$500,000 Gift Creates an Ocean of Opportunity for Marine Bio Students


Judy Lau
Staff Writer

University of California, Santa Barbara’s department of Ecology, Evolution, and Marine Biology (EEMB) is now offering a new scholarship program conceived by two UCSB alumni and funded by their family foundation.

A gift of $500,000 from the Bentson Foundation will be used to fund the Bentson Scholars Program, a merit-based initiative for undergraduates with a keen interest in marine science. This program is a passion project for Gaucho alumnus Laurie Bentson Kauth, chair of the foundation, and her husband William Kauth, a retired marine biology teacher from Santa Barbara High School.

“When Bill was teaching, there was a sort of unofficial collaboration between his class and UCSB—they visited the campus labs quite often—and it was wonderful,” Bentson Kauth recalled. “With the Bentson Foundation we have scholarships other places, so bringing one here seemed like the perfect thing to do. And we’re really excited about it.”

For UCSB’s EEMB department, the hope is that the Bentson scholarships will provide aquatic biology students the opportunity to do invaluable research and further their marine science education. Participating in a research cruise is an experience that will set UCSB students apart from the rest when applying for jobs or graduate school.

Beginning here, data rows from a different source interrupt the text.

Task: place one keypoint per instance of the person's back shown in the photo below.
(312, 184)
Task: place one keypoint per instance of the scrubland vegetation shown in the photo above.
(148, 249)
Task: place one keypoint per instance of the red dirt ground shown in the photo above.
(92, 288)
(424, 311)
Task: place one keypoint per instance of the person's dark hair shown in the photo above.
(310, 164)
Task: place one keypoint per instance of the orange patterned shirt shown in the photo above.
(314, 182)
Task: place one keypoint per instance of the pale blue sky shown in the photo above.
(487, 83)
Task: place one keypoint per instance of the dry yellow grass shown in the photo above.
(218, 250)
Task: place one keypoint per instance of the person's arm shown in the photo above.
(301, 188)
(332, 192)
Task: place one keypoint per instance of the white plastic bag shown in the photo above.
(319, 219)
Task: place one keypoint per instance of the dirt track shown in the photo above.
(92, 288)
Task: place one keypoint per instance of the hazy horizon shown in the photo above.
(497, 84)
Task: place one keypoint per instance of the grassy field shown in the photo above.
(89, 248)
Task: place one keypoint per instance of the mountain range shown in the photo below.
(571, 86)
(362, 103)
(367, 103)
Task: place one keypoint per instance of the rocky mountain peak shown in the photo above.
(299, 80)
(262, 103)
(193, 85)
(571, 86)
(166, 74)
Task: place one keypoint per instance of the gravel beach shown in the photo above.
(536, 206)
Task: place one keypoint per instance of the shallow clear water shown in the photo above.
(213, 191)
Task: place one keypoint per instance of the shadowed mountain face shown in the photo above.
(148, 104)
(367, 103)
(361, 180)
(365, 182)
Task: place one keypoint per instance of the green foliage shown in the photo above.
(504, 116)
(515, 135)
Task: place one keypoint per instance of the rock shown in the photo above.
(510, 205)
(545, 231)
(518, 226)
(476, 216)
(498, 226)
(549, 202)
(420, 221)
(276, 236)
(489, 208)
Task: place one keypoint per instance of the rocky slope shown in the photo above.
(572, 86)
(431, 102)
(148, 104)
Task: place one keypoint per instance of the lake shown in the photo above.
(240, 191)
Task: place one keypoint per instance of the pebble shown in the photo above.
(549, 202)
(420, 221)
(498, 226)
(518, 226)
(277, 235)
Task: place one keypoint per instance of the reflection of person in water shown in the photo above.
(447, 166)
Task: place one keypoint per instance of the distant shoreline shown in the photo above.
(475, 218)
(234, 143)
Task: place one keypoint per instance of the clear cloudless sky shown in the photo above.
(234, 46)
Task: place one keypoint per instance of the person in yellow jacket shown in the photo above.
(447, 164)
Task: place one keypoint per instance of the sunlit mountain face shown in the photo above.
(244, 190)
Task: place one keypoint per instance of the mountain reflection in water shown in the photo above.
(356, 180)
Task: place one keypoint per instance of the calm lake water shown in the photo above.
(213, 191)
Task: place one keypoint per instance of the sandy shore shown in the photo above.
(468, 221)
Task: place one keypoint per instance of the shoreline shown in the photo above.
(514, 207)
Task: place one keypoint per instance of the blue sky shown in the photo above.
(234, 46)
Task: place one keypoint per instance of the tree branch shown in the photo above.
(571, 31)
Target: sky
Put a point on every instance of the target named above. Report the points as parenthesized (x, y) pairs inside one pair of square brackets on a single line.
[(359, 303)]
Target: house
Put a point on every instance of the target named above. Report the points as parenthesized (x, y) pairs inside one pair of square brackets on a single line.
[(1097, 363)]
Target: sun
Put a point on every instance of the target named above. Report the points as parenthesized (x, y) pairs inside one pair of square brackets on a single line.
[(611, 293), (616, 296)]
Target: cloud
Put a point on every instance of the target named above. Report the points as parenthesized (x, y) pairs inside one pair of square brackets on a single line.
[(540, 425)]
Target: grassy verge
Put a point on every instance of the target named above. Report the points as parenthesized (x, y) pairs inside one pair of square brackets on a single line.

“This looks like a win-win for students supported by the scholarships and the faculty working with these outstanding students,” said Professor Craig Carlson, chair of UCSB’s EEMB department. “It will create opportunities for undergrads and help them excel in this important field.”

For the Bentson Foundation–an organization prioritizing public education–the partnership made perfect sense. This is the foundation’s first gift to UCSB and to the UC system.

“We are pleased to support UCSB in this manner and foster future leaders in marine science, who we believe will play a critical role in protecting the world’s oceans,” said Judi Dutcher, the Bentson Foundation’s executive director. “We hope not only to grow this program at UCSB but also to inspire other donors to create a legacy of support for students that attend this important institution.”

In addition to this scholarship program, UCSB is home to an Ocean Science Education Building, which houses the new headquarters for the National Oceanic and Atmospheric Administration’s (NOAA) Channel Islands National Marine Sanctuary.

“The Channel Islands National marine Sanctuary is one of our nation’s great ocean treasures,” said Holly A. Bamford, Ph.D, NOAA’s assistant administrator for the National Ocean Service. “Not only will the new building be home to Channel Islands Sanctuary office, it will enhance how we collaborate with the university and dramatically advance our efforts in research, education and marine conservation.”

Half of the building serves as sanctuary offices where the NOAA can stay on the cutting edge of science and management. The other half of the building will house the Outreach Center for Teaching Ocean Science (OCTOS), a joint project of UCSB’s Marine Science Institute. The sanctuary will offer ocean conservation programs and marine science education to over 40,000 students annually.

With the recent addition of a new marine science building in UCSB and the new Bentson Scholarship program, students within the EEMB department are able to take full advantage of the school’s resources to further their interest in aquatic biology and marine science while gaining invaluable research experience.

“We hope these students go on to help save the ocean, which is really the reason that you study marine biology. And certainly UCSB is one of the very best places to do that,” said Bentson Kauth, whose parents, Larry and Nancy Bentson, founded the Bentson Foundation in 1956. “Hopefully they will be so inspired that they will eventually give back to UCSB, too. That’s the whole idea.”